Hu, a student from Southeast Guizhou's Miao and Dong Autonomous County, won the top prize for the hosts in the 60m event on Sunday in the Hongfeng Lake in Guiyang, the capital city of Guizhou. And it was also the first top prize that came out from the 9-day sports and culture gala opened on Saturday night.
"I started to train single bamboo drifting last year. And the one-year hard work finally paid off today as I won the top prize here. It will be an unforgettable day in my life," said Hu.
Like Hu Chaogui, the Miao girl Bai Yueming also started training in 2010. And the 17-year-old had gone through a much tougher training period before she won the top prize in the women's 60m event here on Sunday.
Bai's father passed away late last year and the poor girl was so immersed in sorrow and she did not want to keep training any more.
But her family all supported her to resume training and Bai gradually walked out from deep sorrow as she enjoyed more and more while doing the sport.

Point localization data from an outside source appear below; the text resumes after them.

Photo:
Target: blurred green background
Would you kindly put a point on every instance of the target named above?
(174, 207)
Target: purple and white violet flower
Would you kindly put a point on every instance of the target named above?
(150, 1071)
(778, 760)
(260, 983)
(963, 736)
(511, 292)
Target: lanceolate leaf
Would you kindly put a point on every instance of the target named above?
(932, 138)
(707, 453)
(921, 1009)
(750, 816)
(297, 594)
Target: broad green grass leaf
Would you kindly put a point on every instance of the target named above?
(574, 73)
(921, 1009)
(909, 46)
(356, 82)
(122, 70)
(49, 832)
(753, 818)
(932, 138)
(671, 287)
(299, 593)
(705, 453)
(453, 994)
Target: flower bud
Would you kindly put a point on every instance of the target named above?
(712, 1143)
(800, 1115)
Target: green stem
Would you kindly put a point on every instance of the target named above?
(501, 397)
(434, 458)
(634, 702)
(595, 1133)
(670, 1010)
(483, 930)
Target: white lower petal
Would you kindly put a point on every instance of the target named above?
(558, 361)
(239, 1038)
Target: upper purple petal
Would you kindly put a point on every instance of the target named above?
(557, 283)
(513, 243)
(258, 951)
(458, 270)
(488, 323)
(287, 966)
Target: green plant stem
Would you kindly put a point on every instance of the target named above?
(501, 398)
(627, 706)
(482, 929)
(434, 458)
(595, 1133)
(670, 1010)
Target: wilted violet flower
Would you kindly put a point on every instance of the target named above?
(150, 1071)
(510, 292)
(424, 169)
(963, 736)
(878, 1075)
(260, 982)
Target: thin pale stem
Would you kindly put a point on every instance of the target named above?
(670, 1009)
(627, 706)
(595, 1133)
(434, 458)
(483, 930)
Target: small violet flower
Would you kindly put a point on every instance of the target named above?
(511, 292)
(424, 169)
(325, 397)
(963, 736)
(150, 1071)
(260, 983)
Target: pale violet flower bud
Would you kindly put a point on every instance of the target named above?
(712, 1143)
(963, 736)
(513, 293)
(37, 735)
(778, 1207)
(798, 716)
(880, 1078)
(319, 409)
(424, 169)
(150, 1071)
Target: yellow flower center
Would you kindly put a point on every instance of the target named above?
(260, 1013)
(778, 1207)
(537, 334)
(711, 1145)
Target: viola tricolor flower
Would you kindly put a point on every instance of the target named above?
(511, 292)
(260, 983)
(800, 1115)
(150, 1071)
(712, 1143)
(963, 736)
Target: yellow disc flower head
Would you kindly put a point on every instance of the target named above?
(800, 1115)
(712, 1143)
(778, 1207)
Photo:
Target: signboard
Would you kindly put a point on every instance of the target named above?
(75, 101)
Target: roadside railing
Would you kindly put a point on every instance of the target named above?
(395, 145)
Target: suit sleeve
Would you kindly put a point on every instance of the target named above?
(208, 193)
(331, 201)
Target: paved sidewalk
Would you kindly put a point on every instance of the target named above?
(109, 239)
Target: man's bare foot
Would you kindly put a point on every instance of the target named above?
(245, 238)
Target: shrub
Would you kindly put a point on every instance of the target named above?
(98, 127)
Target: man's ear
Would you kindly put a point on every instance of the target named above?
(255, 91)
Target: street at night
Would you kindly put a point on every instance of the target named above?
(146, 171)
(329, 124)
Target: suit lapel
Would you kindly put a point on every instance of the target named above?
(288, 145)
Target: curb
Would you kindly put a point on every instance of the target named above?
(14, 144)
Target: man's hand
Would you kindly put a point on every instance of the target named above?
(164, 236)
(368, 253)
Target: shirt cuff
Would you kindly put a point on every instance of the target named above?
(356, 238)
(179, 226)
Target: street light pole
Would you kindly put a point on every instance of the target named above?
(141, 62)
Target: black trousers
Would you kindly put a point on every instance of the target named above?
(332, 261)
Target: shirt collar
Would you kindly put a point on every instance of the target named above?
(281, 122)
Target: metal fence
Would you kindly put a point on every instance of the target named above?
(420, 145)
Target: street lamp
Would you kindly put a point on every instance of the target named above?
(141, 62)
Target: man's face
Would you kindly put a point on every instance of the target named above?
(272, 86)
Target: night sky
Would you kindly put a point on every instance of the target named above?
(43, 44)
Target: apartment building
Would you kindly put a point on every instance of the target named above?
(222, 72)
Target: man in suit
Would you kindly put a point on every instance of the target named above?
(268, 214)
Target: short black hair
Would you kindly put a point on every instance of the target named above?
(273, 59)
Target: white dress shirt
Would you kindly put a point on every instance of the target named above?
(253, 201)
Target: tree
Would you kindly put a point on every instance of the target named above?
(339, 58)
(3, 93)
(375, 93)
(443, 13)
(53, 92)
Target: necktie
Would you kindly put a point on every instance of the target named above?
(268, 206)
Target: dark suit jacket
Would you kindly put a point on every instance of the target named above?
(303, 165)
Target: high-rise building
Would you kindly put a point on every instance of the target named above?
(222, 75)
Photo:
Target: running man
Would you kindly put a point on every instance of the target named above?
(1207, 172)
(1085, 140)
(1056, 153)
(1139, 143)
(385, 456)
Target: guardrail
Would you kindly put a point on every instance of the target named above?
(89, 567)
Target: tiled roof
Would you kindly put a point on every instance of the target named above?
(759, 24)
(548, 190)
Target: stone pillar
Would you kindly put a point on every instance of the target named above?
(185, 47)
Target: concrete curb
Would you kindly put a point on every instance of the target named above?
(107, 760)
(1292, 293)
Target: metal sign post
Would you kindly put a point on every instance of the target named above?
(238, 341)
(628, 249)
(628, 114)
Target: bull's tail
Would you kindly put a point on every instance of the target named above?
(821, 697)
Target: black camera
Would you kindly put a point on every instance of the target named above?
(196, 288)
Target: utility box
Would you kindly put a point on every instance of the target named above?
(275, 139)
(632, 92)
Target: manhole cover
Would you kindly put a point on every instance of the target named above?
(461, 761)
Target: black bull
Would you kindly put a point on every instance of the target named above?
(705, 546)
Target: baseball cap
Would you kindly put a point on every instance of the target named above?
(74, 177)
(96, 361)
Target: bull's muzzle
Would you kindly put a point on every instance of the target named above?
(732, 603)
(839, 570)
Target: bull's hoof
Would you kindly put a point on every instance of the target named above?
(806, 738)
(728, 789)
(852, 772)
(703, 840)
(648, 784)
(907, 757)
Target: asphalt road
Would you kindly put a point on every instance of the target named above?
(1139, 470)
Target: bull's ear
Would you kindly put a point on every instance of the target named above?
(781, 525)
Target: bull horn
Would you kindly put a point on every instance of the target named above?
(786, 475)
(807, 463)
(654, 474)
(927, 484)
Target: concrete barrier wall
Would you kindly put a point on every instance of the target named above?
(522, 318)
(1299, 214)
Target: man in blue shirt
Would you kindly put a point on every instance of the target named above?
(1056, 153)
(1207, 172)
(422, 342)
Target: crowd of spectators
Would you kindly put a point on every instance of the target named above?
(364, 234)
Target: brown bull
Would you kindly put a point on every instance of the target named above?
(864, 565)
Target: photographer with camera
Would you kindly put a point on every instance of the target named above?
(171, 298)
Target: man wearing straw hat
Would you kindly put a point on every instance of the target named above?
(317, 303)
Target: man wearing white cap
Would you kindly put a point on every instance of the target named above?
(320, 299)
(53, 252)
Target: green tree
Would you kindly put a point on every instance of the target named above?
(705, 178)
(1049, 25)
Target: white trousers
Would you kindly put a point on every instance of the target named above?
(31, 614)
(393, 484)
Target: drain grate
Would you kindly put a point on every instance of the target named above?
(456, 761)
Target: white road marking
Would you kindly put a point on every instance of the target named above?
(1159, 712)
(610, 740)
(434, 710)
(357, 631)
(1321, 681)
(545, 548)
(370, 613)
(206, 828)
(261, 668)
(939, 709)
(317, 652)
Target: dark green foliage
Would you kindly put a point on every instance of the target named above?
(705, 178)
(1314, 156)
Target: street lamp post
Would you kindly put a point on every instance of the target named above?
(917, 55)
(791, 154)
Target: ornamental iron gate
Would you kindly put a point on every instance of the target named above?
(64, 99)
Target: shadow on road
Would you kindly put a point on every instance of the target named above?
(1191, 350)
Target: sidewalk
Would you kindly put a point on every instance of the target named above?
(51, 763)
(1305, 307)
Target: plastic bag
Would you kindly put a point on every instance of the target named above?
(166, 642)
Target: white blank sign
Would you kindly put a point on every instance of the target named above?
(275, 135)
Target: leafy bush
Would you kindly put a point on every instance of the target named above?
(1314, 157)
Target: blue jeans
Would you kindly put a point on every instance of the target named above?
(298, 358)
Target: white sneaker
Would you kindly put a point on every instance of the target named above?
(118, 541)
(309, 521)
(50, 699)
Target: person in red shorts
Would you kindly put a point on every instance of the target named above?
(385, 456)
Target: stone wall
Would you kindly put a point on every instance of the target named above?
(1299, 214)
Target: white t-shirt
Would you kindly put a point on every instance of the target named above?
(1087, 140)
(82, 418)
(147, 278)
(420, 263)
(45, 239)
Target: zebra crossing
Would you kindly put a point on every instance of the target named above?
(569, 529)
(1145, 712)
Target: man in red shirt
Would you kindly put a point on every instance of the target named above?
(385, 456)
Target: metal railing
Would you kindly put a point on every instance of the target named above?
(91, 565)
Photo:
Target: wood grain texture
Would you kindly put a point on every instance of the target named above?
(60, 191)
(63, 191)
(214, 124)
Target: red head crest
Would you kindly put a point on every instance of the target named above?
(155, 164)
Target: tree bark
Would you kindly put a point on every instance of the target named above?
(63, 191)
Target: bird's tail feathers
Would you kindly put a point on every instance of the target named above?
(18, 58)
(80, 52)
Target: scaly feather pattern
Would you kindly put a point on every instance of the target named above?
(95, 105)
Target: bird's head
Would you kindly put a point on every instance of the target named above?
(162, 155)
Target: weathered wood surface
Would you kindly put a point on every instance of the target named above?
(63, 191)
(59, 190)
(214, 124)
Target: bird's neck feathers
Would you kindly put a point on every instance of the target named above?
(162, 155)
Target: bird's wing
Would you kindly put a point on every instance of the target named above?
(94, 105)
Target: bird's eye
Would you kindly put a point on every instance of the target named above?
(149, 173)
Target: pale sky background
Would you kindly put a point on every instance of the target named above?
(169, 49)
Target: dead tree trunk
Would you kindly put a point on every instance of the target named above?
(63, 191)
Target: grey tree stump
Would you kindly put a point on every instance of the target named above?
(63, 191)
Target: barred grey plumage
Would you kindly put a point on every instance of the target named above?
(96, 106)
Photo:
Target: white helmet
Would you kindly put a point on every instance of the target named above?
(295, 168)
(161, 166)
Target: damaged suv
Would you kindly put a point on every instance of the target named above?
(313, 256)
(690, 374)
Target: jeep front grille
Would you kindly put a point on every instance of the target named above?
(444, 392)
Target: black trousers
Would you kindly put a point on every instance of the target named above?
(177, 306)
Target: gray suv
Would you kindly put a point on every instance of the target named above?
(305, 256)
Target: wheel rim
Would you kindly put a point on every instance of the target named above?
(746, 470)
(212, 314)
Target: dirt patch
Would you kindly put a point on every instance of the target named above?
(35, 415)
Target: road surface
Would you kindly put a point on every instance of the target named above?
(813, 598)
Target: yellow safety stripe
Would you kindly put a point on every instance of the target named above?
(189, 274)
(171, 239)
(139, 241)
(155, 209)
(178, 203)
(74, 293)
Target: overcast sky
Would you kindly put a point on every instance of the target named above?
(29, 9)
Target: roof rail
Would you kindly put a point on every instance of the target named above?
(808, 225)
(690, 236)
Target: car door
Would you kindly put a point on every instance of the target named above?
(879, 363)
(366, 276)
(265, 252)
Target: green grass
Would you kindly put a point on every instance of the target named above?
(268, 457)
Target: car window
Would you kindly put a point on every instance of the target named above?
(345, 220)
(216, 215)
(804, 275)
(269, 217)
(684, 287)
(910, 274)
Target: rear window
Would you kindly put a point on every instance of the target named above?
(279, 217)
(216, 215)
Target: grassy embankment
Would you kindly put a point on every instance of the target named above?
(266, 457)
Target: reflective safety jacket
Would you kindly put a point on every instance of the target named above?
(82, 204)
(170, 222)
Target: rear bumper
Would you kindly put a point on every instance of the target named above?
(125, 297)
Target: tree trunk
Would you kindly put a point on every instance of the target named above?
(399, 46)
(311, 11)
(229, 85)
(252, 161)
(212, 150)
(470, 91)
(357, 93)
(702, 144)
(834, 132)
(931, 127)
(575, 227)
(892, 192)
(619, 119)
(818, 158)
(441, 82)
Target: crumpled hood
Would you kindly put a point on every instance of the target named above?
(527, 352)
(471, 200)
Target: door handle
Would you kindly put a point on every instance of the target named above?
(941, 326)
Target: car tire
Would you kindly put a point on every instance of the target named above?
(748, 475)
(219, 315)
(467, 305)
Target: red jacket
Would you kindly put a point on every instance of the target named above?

Standing on the top podium, the 17-year-old impressed the jubilant crowds with equanimity beyond her age.
"Today is a new beginning of my life," she said. "I proved I have grown up and do not need my family to worry about me any more."
After the prize-awarding ceremony, Bai brought her family members to the podium and take photos together. She spoke loudly to the crowds: "These are my family. And I am grateful for their support."
There are altogether four single bamboo drifting events in the 9th Chinese Ethnic Games. Apart from the two events finished Sunday, the men's and women's 100m finals will be staged on Monday.